The kernel would not be interrupt-safe if it is enabled.
But why is that?
Quoting from the AMD64 ABI:
The 128-byte area beyond the location pointed to by %rsp is considered to be reserved and shall not be modified by signal or interrupt handlers. Therefore, functions may use this area for temporary data that is not needed across function calls. In particular, leaf functions may use this area for their entire stack frame, rather than adjusting the stack pointer in the prologue and epilogue. This area is known as the red zone.
Essentially, it's an optimization - the userland compiler knows exactly how much of the Red Zone is used at any given time (in the simplest implementation, the entire size of local variables) and can adjust the %rsp
accordingly before calling a sub-function.

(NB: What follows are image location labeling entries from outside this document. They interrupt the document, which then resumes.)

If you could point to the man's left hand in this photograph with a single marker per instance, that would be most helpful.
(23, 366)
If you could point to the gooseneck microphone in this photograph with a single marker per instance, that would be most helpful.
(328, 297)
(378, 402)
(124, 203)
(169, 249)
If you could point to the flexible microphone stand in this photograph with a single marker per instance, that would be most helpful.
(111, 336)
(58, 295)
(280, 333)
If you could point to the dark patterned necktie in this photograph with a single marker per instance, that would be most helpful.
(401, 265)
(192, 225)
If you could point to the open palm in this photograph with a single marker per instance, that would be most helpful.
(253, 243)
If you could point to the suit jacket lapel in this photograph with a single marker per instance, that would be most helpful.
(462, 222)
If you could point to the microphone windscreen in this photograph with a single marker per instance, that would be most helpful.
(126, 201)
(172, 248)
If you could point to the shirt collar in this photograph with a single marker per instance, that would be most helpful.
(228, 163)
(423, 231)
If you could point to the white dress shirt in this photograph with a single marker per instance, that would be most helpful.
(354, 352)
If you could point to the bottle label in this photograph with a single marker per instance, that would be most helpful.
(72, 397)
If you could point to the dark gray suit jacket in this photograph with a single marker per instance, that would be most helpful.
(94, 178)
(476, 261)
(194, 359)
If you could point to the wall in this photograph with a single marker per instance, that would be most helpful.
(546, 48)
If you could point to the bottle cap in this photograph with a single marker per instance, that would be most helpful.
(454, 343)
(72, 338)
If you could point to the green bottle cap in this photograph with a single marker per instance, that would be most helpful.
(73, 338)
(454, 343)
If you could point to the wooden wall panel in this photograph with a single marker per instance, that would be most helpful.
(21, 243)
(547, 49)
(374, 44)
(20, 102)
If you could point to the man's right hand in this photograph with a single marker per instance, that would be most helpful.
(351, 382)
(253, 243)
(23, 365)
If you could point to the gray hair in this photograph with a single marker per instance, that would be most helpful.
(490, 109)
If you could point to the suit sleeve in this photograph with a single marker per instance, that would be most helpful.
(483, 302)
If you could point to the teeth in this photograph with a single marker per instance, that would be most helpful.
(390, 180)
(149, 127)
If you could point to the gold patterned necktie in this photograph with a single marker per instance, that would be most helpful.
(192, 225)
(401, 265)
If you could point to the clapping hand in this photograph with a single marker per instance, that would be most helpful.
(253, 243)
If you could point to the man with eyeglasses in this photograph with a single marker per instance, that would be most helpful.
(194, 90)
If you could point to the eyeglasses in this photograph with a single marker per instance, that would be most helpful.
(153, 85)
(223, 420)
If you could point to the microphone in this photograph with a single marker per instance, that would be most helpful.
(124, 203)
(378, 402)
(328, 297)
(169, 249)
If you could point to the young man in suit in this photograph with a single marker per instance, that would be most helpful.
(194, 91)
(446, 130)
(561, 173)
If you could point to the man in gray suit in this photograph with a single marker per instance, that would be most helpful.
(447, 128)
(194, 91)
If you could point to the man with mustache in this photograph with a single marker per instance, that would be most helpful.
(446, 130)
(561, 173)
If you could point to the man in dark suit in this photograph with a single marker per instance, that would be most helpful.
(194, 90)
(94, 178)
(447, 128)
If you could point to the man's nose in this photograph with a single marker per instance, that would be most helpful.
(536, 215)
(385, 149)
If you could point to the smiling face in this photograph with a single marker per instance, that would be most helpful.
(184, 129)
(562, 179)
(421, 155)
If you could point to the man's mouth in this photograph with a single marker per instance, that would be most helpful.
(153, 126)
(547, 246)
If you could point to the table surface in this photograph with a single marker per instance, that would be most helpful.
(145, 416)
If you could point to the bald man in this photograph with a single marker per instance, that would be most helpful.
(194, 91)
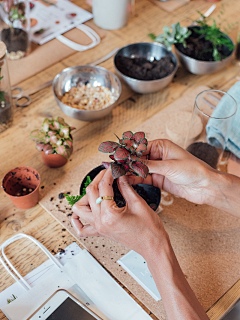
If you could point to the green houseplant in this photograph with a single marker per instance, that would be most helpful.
(16, 36)
(54, 140)
(202, 48)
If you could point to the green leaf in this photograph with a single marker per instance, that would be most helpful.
(73, 199)
(152, 36)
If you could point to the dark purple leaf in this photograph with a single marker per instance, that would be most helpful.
(132, 157)
(121, 154)
(138, 136)
(128, 142)
(140, 168)
(40, 146)
(127, 135)
(106, 164)
(108, 146)
(144, 141)
(117, 170)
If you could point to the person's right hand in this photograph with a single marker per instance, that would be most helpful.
(175, 170)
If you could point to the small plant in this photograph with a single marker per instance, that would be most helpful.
(178, 34)
(126, 154)
(73, 199)
(11, 299)
(213, 34)
(54, 137)
(207, 31)
(17, 12)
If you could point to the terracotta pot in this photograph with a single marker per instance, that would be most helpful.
(16, 185)
(54, 160)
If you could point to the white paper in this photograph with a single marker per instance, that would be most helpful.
(37, 275)
(103, 290)
(55, 17)
(136, 266)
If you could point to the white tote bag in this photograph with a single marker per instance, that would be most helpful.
(83, 277)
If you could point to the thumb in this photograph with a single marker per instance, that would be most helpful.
(162, 167)
(127, 191)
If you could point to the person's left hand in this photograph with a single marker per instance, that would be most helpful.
(136, 225)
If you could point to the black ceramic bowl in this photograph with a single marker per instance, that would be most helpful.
(153, 193)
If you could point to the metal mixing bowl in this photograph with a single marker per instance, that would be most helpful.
(148, 51)
(75, 76)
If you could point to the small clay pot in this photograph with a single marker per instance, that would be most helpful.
(22, 186)
(54, 160)
(153, 193)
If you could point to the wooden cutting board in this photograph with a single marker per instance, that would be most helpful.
(170, 5)
(205, 240)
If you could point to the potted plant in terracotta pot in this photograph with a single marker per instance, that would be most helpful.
(202, 48)
(22, 186)
(55, 141)
(126, 156)
(16, 35)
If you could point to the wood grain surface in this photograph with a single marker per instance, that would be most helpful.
(17, 148)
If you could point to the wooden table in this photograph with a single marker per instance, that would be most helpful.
(17, 149)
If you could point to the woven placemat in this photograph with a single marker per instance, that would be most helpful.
(205, 240)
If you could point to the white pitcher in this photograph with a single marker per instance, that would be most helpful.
(111, 14)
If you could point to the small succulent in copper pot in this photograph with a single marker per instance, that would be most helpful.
(54, 137)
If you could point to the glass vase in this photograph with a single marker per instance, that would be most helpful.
(16, 27)
(209, 144)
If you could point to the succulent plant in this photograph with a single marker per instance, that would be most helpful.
(54, 137)
(126, 154)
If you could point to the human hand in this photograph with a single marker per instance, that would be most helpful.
(136, 225)
(175, 170)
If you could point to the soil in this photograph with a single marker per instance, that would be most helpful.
(204, 152)
(5, 113)
(143, 69)
(120, 201)
(238, 52)
(151, 194)
(21, 190)
(15, 39)
(201, 49)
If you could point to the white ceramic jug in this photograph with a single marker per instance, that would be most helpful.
(111, 14)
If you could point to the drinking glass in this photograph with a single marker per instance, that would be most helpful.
(210, 126)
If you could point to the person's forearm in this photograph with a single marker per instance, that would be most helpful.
(178, 298)
(223, 192)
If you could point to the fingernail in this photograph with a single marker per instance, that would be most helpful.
(75, 227)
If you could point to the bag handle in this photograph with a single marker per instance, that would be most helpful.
(8, 265)
(78, 47)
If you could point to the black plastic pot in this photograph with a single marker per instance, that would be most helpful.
(154, 193)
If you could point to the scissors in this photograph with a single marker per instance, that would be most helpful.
(26, 94)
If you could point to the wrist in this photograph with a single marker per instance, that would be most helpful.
(157, 247)
(223, 191)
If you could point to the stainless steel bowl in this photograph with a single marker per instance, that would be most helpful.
(74, 76)
(148, 51)
(202, 67)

Especially in leaf functions, this can yield some performance benefits of not having to adjust %rsp
as we can be certain no unfamiliar code would run while in the function. (POSIX Signal Handlers might be seen as a form of a co-routine, but you can instruct the compiler to adjust the registers before using stack variables in a signal handler).
In the kernel space, once you start thinking about interrupts, if those interrupts make any assumptions about %rsp
, they will likely be incorrect - there is no certainty with regards to the utilization of the Red Zone. So, you either assume all of it is dirty, and needlessly waste stack space (effectively running with a 128-byte guaranteed local variable in every function), or, you guarantee that the interrupts make no assumptions about %rsp
- which is tricky.
In user space, context switches + 128-byte overallocation of stack handle it for you.

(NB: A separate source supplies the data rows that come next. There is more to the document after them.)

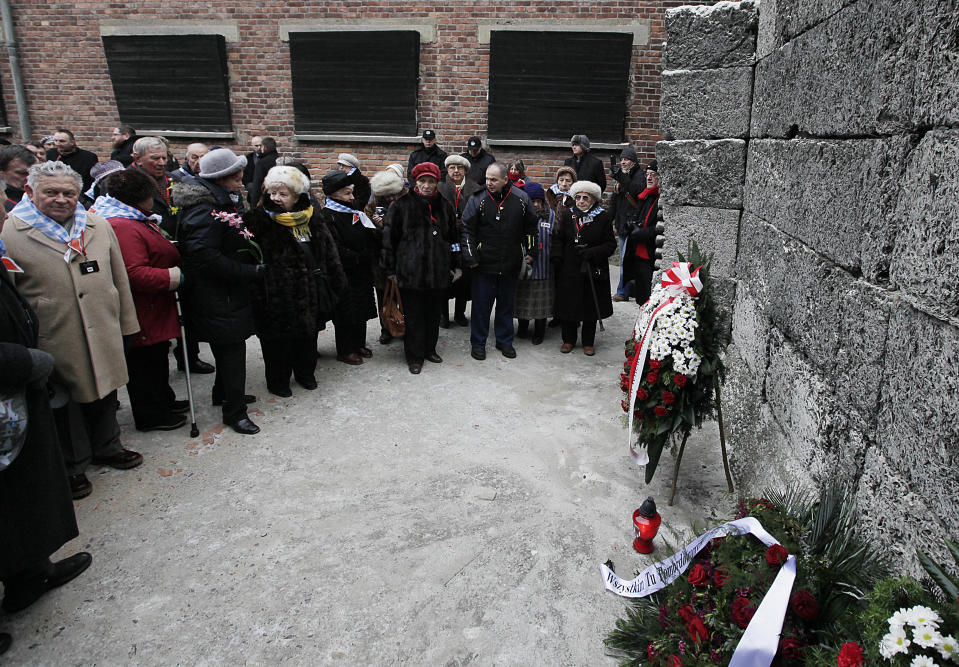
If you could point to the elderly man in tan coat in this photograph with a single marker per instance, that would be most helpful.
(74, 278)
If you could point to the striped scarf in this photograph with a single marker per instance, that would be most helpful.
(358, 216)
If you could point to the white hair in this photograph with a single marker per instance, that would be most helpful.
(144, 144)
(53, 170)
(291, 177)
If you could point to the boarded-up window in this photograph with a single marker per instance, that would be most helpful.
(170, 82)
(551, 85)
(355, 82)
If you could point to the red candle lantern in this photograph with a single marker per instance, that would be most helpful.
(646, 522)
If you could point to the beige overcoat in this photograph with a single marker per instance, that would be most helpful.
(83, 316)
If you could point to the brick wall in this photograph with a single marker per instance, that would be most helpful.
(67, 81)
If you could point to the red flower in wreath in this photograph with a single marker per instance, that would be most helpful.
(791, 648)
(850, 655)
(776, 555)
(805, 605)
(742, 612)
(698, 576)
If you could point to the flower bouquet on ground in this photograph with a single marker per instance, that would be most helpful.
(701, 617)
(674, 360)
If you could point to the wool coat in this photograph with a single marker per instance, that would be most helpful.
(152, 265)
(358, 248)
(83, 316)
(219, 263)
(36, 509)
(574, 294)
(419, 242)
(285, 302)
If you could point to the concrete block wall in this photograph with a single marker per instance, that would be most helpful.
(845, 355)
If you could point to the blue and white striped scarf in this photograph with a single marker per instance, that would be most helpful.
(31, 215)
(342, 208)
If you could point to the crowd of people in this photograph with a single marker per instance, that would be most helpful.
(97, 255)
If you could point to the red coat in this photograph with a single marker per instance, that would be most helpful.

In kernel-space, you're using the same stack that interrupts use. When an interrupt happens, the CPU pushes a return address and RFLAGS. This clobbers 16 bytes below rsp
. Even if you wanted to write an interrupt-handler that assumed the full 128 bytes of the red-zone were valuable, it would be impossible.

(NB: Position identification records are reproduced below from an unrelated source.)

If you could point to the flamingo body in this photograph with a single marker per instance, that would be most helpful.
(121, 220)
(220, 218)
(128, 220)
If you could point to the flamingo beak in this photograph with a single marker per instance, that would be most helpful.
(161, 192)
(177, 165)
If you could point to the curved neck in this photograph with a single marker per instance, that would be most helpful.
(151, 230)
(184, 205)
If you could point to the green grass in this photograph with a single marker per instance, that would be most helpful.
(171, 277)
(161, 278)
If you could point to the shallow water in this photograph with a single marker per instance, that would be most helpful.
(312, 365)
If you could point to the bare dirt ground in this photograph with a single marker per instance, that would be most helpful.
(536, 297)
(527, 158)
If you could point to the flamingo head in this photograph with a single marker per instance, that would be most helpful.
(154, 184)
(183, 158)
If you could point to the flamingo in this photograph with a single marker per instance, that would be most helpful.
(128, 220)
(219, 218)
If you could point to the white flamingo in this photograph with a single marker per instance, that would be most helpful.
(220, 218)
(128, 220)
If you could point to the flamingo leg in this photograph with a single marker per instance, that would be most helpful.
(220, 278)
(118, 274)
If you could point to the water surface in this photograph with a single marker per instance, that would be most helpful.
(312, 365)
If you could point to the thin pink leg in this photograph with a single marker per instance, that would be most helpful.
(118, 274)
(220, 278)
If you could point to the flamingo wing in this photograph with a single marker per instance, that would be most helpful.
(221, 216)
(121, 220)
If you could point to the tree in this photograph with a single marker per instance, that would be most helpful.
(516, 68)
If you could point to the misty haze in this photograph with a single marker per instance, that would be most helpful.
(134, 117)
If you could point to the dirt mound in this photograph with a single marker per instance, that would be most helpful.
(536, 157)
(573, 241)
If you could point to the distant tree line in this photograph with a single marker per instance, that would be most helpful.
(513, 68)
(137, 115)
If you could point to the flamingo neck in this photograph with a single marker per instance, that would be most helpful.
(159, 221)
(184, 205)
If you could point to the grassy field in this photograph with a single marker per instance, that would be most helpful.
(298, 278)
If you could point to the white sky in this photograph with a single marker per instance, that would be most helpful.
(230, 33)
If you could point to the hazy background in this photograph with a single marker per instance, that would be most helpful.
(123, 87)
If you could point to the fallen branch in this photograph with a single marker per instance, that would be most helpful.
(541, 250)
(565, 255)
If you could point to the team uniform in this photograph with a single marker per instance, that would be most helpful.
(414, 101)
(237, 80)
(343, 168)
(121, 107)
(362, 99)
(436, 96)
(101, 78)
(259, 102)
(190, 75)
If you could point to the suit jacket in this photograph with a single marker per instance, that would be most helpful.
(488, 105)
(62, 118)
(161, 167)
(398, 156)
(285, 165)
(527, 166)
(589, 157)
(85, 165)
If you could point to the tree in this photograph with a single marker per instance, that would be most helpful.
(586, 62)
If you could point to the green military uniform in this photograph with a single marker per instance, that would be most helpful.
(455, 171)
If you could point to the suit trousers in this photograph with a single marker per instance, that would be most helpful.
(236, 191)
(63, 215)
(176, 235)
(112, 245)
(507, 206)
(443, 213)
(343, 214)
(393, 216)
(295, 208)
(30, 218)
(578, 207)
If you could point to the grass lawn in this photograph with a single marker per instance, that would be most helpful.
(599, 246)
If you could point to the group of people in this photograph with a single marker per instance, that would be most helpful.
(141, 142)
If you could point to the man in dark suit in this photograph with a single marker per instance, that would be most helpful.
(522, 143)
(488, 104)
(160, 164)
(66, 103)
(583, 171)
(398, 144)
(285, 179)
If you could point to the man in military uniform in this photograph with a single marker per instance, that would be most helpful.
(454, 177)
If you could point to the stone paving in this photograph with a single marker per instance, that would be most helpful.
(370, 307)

You could maybe have a kernel-internal ABI that had a small red-zone from rsp-16
to rsp-48
or something. (Small because kernel stack is valuable, and most functions don't need very much red-zone anyway.)
Interrupt handlers would have to sub rsp, 32
before pushing any registers. (and restore it before iret
).
This idea won't work if an interrupt handler can itself be interrupted before it runs sub rsp, 32
, or after it restores rsp
before an iret
. There would be a window of vulnerability where valuable data is at rsp .. rsp-16
.
Another practical problem with this scheme is that AFAIK gcc doesn't have configurable red-zone parameters. It's either on or off. So you'd have to add support for a kernel flavour of red-zone to gcc / clang if you wanted to take advantage of it.
Even if it was safe from nested interrupts, the benefits are pretty small. The difficulty of proving it's safe in a kernel might make it not worth it. (And as I said, I'm not at all sure it can be implemented safely, because I think nested interrupts are possible.)
(BTW, see the x86 tag wiki for links to the ABI documenting the red-zone, and other stuff.)